Mumbai, May 19: Global credit rating agency Moody’s Investors Service today said the decisive victory of the BJP-led NDA alliance in the general elections was credit positive for India as a stable central government could address the country’s economic challenges.

Moody’s had assigned a Baa3 on India, which is the lowest investment grade and signifies moderate credit risk. Moody’s has a stable outlook on the country.

“Moody’s believes the new government’s strong mandate increases the possibility of a stable central government that will pursue a shared economic agenda to address India’s macroeconomic challenges,” a report from the agency said.

While the victory for the alliance is credit positive for both India’s sovereign profile and the corporate sector, the effects on banks will be limited at present.

“Moody’s also considers that the completion of the elections will allow stalled policies relating to the corporate and infrastructure sectors to resume, a credit positive for the country’s corporates,” Moody’s vice-president and senior credit officer Vikas Halan said.

According to Halan, a closer co-ordination between the central and state governments on clearances for mega projects and land use, which finds a mention in the BJP’s manifesto, would address investment delays faced by the country.

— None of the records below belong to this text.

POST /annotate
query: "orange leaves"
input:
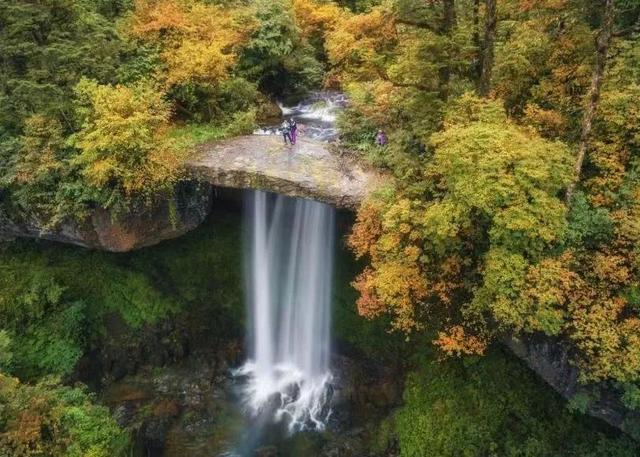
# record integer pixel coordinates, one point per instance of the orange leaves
(394, 287)
(358, 44)
(456, 342)
(123, 141)
(317, 18)
(157, 16)
(198, 40)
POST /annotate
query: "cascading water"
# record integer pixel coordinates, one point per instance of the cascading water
(291, 265)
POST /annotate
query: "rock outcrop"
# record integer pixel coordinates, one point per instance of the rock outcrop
(551, 360)
(145, 227)
(308, 169)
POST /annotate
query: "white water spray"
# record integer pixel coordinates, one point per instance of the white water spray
(290, 299)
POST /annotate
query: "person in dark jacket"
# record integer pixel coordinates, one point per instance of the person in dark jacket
(285, 128)
(293, 128)
(381, 138)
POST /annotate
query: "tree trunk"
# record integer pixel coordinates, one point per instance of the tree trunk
(602, 49)
(488, 45)
(475, 70)
(448, 23)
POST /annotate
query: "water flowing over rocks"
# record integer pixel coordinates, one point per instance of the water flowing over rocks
(308, 169)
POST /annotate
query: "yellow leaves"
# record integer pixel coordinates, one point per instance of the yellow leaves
(40, 143)
(392, 287)
(358, 44)
(550, 123)
(198, 40)
(456, 342)
(123, 141)
(317, 17)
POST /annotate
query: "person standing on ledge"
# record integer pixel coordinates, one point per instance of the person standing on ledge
(293, 126)
(286, 131)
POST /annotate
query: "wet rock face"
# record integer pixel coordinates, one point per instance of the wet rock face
(309, 169)
(552, 361)
(145, 227)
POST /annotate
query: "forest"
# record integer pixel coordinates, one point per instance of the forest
(511, 209)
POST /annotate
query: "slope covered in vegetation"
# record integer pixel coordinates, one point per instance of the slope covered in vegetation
(514, 147)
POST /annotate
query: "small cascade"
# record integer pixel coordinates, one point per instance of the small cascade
(316, 114)
(291, 265)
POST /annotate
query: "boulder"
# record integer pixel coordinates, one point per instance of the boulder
(309, 169)
(552, 359)
(144, 227)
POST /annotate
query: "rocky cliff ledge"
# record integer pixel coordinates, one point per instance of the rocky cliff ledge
(308, 169)
(551, 360)
(143, 227)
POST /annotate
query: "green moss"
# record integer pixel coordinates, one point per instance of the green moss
(196, 278)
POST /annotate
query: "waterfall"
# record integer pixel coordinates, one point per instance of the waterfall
(291, 267)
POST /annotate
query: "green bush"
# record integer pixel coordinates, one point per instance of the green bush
(495, 407)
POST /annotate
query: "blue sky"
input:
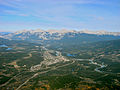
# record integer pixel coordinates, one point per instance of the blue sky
(60, 14)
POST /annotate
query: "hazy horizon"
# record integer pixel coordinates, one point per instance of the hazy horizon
(56, 14)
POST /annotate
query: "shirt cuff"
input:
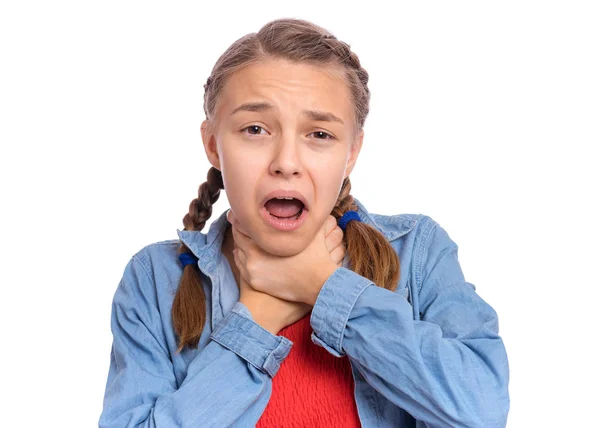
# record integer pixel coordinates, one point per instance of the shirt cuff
(333, 306)
(242, 335)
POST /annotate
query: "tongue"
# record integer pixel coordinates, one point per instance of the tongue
(284, 207)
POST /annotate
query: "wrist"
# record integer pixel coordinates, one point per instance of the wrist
(318, 280)
(255, 312)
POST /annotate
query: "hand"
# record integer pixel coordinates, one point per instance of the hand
(297, 278)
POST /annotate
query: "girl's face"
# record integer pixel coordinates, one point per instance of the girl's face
(280, 125)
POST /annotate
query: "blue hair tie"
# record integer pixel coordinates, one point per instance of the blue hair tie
(348, 216)
(187, 258)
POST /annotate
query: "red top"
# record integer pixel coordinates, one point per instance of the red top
(312, 388)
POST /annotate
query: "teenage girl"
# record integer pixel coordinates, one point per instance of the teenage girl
(298, 308)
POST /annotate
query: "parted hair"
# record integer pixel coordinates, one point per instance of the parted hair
(299, 41)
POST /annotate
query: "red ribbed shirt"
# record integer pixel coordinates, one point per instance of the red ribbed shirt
(312, 388)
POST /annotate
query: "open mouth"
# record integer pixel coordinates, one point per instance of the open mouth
(285, 214)
(285, 208)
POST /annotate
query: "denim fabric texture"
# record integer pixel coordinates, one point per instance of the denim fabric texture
(426, 355)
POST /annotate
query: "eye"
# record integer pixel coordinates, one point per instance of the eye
(252, 128)
(321, 135)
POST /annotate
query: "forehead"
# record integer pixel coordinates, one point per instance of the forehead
(289, 85)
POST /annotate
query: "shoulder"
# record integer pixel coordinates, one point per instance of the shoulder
(155, 269)
(411, 226)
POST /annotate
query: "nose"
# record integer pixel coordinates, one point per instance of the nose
(285, 159)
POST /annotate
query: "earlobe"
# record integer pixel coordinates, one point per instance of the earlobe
(210, 145)
(354, 152)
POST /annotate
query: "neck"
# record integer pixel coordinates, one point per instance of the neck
(227, 250)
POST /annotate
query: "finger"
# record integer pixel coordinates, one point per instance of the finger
(239, 257)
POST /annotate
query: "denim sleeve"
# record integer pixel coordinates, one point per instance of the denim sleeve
(447, 369)
(228, 383)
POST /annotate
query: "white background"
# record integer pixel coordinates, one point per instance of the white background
(484, 116)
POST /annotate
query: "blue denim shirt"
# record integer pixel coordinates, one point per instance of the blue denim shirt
(425, 355)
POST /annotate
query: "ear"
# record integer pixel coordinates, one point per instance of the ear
(210, 144)
(354, 152)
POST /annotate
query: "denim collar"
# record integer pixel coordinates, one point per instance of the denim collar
(207, 247)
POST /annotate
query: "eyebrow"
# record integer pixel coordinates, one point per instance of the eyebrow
(321, 116)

According to the rating agency, the new government could also raise natural gas prices that would benefit upstream oil and gas companies.

Impact on lenders

On the recommendations by the P. J. Nayak committee on improving governance in public sector banks, the rating agency said the measures, if implemented, could be credit positive for the lenders.

The committee had suggested that the government cut its holding in public sector banks to below 50 per cent. It also recommended that the Centre transfer its holdings in nationalised banks to a bank investment company.

The rating agency said governance characterised by poor board supervision and excessive government interference is a structural credit weakness of public sector banks.

Government interference means policy objectives, rather than commercial factors, will dictate some business decisions at these banks, it observed.

Further, the quality of the top management at these banks has been hampered by a non-transparent appointment process, relatively short tenures and a lack of accountability.

“The effects of weak governance have become apparent as the economy has weakened, with public sector banks’ performance lagging that of private banks,” Moody’s said.